A Casual Look at the Bias-Variance Dilemma
Making predictions is one of the main ambitions of the human race. One may have the motivation to forecast almost anything from a sports event to the stock price or his girlfriend’s mood… But the future is a random variable – no one really knows how it’s gonna be, so any prediction is in essence a “guess”. Well, how to guess then? You can simply toss a coin, this is quite convenient, but it certainly does not give the best guess possible. This is where statistics comes to stage, as I define briefly that knowledge field as “the science of guessing”.
While the future is an inherent mystery, the past is an environment where uncertainty doesn’t exist anymore, so it’s only natural and reasonable trying to predict the future based on what has already happened. Roughly, based on elements (a list of \(x_1,x_2,...,x_k\) independent variables) that may have influence on the variable to be predicted (a dependent variable \(y\)), the goal is to try and guess future values of \(y\) by collecting new values of the \(x\)’s (in machine learning, the jargon for this is “supervised learning”).
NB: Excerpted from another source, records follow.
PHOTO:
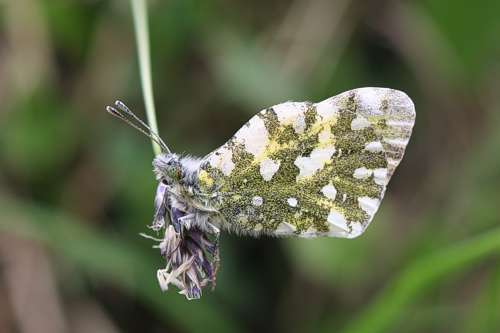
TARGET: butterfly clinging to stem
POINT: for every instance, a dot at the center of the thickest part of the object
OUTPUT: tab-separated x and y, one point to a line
294	169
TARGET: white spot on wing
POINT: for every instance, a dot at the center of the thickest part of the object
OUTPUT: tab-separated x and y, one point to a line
370	99
292	113
380	176
329	191
223	160
326	109
369	205
356	229
292	202
253	136
268	168
362	173
359	123
316	161
285	228
325	135
374	147
337	220
257	201
399	123
397	142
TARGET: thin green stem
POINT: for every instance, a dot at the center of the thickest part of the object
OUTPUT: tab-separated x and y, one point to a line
140	14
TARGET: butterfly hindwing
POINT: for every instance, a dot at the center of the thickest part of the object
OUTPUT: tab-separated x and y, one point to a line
306	169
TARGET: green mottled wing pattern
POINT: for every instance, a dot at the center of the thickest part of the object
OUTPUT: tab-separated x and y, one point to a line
307	169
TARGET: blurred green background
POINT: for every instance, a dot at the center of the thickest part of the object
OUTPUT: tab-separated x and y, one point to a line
76	186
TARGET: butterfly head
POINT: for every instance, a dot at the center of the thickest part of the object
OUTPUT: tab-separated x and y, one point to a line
168	168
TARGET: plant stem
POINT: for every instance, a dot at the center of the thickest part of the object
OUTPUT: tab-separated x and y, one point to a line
140	14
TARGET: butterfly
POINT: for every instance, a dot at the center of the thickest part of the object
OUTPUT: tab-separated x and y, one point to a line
294	169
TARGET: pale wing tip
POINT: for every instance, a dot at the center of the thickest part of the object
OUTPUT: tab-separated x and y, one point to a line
397	99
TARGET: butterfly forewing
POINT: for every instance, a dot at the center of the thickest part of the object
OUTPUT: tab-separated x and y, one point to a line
306	169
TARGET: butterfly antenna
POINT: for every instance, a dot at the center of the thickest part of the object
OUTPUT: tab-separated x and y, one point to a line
122	111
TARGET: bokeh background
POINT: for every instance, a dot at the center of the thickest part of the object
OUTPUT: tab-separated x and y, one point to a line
76	186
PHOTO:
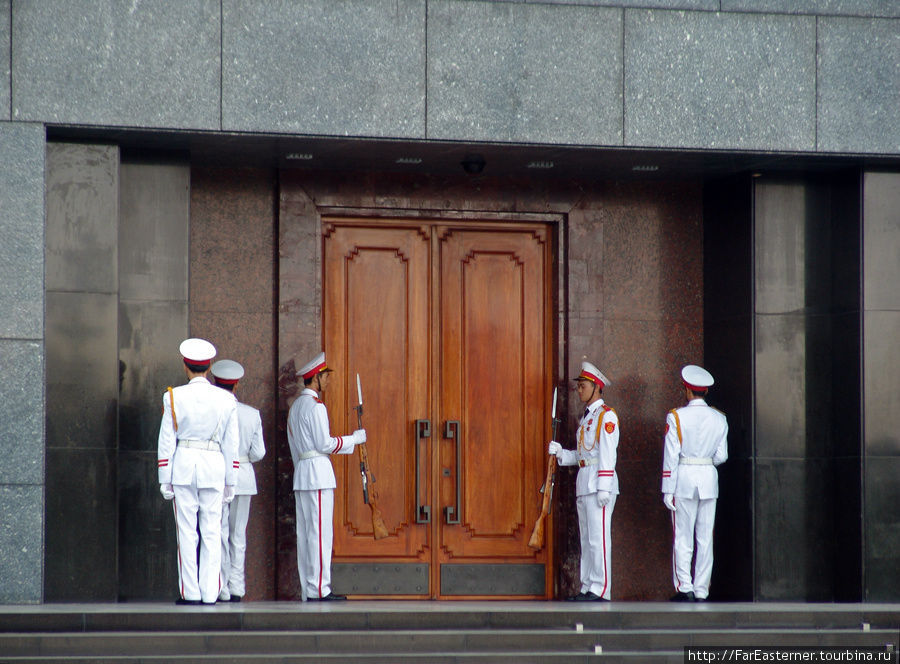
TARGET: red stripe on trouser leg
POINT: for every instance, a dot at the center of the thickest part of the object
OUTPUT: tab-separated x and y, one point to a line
605	569
319	500
674	566
178	547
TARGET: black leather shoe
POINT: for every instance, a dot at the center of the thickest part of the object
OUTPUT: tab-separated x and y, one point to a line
682	597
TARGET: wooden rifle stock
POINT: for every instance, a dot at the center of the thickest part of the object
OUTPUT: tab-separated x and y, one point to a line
537	534
379	530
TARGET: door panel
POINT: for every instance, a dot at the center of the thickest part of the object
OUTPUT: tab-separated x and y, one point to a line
492	341
376	324
447	326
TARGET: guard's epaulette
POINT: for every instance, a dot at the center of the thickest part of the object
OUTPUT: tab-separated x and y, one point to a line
674	413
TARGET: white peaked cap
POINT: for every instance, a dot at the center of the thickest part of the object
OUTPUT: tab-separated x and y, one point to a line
227	371
313	367
592	373
197	351
694	376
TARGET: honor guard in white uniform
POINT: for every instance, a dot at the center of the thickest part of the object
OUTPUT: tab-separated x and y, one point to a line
596	485
251	448
696	442
197	460
311	442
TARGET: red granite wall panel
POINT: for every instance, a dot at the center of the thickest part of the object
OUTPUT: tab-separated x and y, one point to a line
233	300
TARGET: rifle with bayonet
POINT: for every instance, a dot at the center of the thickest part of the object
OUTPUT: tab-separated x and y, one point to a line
537	535
379	530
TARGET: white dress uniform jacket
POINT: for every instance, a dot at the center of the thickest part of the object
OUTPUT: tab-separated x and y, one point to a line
598	441
203	413
310	440
236	516
198	455
696	442
251	449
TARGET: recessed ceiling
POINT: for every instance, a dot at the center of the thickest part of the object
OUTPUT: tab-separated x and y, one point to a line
234	150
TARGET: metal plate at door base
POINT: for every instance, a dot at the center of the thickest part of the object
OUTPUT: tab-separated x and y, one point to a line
492	579
379	578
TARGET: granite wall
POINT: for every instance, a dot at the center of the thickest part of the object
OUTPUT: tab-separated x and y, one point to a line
22	359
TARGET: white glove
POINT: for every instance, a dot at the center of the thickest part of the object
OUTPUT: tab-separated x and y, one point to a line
669	501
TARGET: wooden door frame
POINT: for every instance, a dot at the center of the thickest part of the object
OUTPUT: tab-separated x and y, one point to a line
490	220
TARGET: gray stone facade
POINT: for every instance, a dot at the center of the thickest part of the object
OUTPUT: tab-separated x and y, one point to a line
810	77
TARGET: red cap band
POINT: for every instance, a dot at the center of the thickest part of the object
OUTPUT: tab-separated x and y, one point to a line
591	377
316	369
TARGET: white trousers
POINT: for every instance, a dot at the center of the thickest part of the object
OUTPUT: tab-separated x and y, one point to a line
693	522
315	534
594	524
234	546
198	508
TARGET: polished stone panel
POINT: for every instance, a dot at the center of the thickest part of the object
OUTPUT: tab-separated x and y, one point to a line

That is, statistics seek to provide the best guess, conditioned to the available information.
Think intuitively: even though the future may bring in stuff completely different from anything seen in the past, it’s reasonable to assume that both future and past share certain patterns, connections that make those two temporal instances a manifestation of the same phenomenon. To get good guesses, a very important concept is called bias-variance dilemma.
What does it mean exactly?
Let’s first discuss “bias”. It’s easy to imagine that in order to accurately predict the future, one must first understand the past well. A predictor that fails to map clearly the characteristics of clearly observed data tends not perform badly for the future. What we call “bias” are the deviations between the observed in the past and the predicted by the proposed model – in short, how well the model is describing the observed data.
It is natural to think that the better the model describes the sample data, the better it is. But this is not true, since the primary purpose is not to describe the data, but rather to use those to make predictions (or inferences) about the future. This brings us to the “variance” side:
Our goal here is to be able to predict the variable of interest \(y\) based on some elements of the whole population, so we have a major problem from the start, for what we actually see in the sample is only part of the whole phenomenon; so if we simply stick onto describing the already available data, we essencially hoping that the same pattern will repeat in the future, which clearly doesn’t always happens. To be able to generalize what has been observed for future samples – that is, to anticipate something that has not yet happened – one must calibrate the model for it to capture only the “essential” information that actually contributes to a good prediction, instead of fully capturing the patterns of that particular sample, because in doing so, useless information (“noise”) is incorporated at the same time. Basically, by forcing a very accurate description of the sample data, we end up losing in generalization ability, since, in general, the future is not a mere extension of the past.
Models that describe the data of a sample excessively well tend to introduce a lot of complexity and volatility, thus hindering the generalization ability. In the philosophy of science there is a principle called Occam’s razor (the statisticians know it as the “principle of parsimony”, popular culture has adopted a rather pushy mnemonic:
“KISS – keep it simple, stupid“
Basically, it means that between models with the same explanatory power, the simplest of them is the best, because it presents the same quality with a lower cost.
By now, you should have realized that we indeed face a dilemma, as the ideal scenario demands two desirable but contradictory features: we want a model that describes well the available data AND is capable of generalizing for future data. If we fit a model that misrepresents past data (“under-fitting”), the model is kinda unreliable from the start. On the other hand, an over-adjustment (“over-fitting”) ends up assuming that the future will repeat the past, so the model tends to provide a poor prediction even for observations that follow just slightly different trends than the one showed in past data.
The bias-variance dilemma is very important in the mathematical modelling: the quality of a model depends directly on the variables considered, and the optimal middle ground between incorporating useful variables and discarding useless variables can be quite a challenge. Let’s look at a simple example: Suppose that we want to construct a model to predict a company’s stock price. Is to be expected that the economic performance of that company influences decisively on the stock price, so we can put as variables some indicators like index of profitability and liquidity, the company’s market share, number of subsidiaries, and so on.
For instance, we could put “CEO’s scholarity” as an explanatory variable; It is to be expected that a manager with a more robust academic background can increase the value of the company, but the relationship doesn’t seem that straightforward… We could insert as a variable whether the CEO is right-handed, left-handed or ambidextrous, but this information tends not to influence the predicted variable at all, and the introduction of this variable would end up polluting the model with an unnecessary complexity.
Note that there’re no limits to the researcher’s creativity, and theoretically we could put a gigantic number of variables. But as less relevant variables are inserted, there comes a time when the “variance” introduced by the new variable does not compensate for the explanatory power that it adds to the model.
Knowing how to find the ideal middle ground between bias and variance is not an easy task, there are several techniques to aid us with this, such as cross-validation and dimensionality reduction, we can address these topics in future posts.